Book review: Crete, and Consequences

Consequences --- by Penelope Lively (Penguin, UK/Key Porter, Toronto, 2007) [Photograph by Edith-Mary Smith]

Consequences — by Penelope Lively (Penguin, UK/Key Porter, Toronto, 2007) [Photograph by Edith-Mary Smith]

If the span from pre-war to post-Thatcher Britain is a period of time and a setting that would interest you, then read Consequences—by Booker Prize-winner Penelope Lively.

Penelope Lively’s literary gem is both love story and a story of a family through three generations.

The novel begins in London, in St. James’s Park, where Lorna and Matt encounter each other by chance.
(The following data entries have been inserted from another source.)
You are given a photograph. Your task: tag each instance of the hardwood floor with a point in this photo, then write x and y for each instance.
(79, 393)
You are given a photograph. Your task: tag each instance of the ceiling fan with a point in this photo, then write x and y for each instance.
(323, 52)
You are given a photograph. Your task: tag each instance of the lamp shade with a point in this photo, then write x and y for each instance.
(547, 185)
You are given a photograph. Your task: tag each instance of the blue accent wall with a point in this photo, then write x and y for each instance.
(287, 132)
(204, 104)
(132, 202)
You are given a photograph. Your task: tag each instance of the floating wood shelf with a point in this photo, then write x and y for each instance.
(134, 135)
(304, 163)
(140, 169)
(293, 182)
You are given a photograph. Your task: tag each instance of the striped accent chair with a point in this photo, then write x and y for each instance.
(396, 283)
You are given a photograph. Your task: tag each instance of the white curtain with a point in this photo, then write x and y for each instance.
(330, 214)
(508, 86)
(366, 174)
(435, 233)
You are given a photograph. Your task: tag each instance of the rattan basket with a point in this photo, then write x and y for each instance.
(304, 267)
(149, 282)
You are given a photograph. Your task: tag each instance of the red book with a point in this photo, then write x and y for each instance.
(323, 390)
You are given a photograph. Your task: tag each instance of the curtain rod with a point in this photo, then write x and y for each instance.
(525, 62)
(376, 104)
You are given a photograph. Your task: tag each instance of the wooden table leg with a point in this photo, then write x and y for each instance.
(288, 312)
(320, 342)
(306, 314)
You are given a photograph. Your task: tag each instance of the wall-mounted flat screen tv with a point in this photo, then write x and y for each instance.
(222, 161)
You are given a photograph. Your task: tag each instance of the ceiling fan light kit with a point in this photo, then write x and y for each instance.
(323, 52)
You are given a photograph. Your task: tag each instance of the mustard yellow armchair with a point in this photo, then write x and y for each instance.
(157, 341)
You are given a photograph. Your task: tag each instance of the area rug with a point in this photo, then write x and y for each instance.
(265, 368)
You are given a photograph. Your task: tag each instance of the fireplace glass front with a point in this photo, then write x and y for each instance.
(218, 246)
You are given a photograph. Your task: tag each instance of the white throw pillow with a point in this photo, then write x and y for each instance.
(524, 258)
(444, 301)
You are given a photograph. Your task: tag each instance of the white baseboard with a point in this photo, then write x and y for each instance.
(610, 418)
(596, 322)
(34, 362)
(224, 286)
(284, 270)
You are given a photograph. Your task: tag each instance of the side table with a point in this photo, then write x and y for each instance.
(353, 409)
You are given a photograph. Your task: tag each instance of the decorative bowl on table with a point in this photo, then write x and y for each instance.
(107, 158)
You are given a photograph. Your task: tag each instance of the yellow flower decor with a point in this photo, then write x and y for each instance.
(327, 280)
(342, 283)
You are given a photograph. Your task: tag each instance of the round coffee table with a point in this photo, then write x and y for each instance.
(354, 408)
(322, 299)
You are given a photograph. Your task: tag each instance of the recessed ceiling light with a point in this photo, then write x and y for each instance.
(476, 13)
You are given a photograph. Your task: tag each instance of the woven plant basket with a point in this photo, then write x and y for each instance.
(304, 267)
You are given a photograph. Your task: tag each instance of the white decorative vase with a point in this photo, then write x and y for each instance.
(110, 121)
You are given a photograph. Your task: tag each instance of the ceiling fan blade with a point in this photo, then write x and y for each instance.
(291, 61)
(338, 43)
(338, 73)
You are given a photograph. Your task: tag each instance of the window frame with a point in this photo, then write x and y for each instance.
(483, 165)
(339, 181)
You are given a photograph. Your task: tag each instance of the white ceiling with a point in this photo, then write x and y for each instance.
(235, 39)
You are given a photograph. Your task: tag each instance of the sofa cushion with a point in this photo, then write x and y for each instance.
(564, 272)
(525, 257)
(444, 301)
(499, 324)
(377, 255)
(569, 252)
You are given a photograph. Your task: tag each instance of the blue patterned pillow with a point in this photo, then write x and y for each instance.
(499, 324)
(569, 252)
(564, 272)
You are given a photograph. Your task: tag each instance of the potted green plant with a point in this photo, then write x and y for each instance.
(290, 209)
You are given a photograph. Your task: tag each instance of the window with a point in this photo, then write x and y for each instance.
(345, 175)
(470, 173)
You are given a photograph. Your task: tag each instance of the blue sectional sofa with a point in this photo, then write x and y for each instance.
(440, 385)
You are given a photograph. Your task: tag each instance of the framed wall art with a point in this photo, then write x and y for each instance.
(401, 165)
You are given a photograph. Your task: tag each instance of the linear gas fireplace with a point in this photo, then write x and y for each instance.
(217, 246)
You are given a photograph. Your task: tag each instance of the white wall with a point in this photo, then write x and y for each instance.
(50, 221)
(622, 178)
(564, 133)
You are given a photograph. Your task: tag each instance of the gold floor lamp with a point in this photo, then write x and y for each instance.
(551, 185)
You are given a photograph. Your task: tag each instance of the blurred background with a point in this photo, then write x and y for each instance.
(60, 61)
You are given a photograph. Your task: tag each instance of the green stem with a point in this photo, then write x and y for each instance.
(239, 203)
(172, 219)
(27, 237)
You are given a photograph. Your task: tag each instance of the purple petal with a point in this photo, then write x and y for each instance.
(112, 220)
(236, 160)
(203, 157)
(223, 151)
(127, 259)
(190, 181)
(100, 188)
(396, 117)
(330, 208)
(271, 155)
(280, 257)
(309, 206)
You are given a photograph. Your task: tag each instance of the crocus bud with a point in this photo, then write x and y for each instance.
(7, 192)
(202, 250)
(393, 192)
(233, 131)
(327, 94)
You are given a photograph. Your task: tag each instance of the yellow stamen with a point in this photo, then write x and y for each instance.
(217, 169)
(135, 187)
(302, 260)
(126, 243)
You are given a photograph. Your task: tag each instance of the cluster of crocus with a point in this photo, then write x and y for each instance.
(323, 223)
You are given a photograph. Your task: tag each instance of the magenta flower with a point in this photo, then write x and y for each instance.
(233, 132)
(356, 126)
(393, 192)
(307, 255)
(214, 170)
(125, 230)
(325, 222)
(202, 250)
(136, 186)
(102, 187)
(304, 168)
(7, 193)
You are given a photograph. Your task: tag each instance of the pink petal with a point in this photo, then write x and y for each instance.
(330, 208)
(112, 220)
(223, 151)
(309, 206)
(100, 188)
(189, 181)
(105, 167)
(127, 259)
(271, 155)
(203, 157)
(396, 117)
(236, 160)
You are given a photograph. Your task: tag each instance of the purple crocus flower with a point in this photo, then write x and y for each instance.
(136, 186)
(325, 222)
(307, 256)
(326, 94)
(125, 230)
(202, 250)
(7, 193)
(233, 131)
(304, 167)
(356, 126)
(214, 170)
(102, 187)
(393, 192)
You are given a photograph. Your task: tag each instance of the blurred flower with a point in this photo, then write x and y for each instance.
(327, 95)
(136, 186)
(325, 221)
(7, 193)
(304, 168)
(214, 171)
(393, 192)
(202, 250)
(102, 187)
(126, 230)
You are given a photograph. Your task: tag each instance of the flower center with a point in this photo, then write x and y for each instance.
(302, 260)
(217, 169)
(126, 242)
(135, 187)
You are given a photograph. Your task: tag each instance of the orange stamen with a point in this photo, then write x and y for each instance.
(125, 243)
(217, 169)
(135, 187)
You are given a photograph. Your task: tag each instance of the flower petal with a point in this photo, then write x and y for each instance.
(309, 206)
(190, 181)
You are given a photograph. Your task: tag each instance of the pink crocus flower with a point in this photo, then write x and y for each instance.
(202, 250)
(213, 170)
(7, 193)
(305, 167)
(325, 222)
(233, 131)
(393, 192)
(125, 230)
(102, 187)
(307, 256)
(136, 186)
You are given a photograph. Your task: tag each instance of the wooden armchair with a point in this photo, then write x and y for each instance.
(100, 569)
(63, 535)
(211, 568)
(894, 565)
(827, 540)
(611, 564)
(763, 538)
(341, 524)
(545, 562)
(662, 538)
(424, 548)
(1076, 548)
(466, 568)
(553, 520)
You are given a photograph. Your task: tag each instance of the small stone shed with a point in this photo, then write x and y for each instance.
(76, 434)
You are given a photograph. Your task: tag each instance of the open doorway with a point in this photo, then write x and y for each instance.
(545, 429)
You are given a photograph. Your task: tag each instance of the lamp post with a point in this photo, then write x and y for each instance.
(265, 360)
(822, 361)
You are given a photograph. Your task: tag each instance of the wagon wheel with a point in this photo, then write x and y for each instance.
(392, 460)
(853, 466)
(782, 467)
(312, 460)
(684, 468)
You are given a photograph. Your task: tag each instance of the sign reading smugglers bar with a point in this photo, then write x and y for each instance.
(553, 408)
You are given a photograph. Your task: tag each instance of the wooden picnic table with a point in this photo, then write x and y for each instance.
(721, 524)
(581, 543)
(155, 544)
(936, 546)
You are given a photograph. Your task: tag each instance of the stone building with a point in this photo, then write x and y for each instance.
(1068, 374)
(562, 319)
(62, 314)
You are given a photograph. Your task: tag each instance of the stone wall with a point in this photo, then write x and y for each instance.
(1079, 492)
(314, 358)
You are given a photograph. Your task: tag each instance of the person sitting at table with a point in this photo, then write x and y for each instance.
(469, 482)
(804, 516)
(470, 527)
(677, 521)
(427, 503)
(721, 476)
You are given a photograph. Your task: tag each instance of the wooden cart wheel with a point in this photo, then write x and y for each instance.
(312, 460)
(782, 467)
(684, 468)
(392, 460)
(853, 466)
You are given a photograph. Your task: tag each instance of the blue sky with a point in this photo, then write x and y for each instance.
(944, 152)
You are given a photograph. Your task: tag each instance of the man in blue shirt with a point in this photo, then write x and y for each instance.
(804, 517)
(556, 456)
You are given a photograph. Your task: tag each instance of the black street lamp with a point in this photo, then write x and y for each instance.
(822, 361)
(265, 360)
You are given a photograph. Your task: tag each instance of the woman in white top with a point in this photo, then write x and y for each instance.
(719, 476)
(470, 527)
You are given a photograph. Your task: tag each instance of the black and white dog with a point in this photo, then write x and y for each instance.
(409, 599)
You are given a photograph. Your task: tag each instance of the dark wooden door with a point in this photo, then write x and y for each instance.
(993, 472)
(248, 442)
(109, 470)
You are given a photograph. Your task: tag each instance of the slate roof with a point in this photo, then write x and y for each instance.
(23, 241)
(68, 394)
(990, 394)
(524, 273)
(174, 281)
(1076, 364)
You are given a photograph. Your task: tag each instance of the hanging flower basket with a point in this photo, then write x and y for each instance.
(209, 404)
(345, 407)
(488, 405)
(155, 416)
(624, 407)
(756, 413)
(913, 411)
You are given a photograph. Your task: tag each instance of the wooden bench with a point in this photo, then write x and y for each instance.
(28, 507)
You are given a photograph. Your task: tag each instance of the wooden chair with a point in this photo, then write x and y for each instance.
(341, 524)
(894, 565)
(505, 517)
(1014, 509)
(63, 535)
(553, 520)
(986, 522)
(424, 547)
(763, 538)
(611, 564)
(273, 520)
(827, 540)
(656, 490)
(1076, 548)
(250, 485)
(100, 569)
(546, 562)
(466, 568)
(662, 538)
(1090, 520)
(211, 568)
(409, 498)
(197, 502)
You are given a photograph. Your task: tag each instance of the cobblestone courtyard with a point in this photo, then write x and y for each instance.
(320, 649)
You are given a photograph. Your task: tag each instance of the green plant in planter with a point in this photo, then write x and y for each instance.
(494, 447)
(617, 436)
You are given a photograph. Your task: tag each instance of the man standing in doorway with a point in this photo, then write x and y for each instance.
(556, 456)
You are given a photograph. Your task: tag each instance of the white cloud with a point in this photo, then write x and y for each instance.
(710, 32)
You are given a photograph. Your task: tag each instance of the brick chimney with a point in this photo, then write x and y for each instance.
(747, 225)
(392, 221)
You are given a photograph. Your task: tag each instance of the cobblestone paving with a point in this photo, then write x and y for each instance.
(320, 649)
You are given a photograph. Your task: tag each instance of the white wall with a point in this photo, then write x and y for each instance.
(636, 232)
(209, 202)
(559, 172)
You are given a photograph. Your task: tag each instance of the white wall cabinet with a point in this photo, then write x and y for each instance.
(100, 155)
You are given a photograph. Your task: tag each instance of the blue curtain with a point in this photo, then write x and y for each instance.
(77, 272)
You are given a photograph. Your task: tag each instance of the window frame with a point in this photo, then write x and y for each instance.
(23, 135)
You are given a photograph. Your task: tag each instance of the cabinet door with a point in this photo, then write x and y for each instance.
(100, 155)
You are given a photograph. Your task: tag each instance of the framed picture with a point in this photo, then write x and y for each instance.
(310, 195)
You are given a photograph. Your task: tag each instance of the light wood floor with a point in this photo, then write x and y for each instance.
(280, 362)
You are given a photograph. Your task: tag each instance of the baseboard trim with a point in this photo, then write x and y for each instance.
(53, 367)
The young woman is from a wealthy, conservative and judgemental family. The young man is from the working classes, newly trained in the art of wood engraving. He is feeding the ducks, attracting the birds in the hope of sketching them. The two young people fall in love. They marry and move to a rustic cottage in the wilds of Somerset.

The next thing that happens to them is World War II.

It will not give away the plot if I tell you (since it is also mentioned in the write-up on the inside cover) that Matt joins the army, is sent to the Mediterranean, and is killed in May 1941 when German paratroopers invade the island of Crete.

Try Consequences. Read Lively’s wonderful prose, and decide what you think of Lorna and Matt, and some of the sad and joyful times of the twentieth century.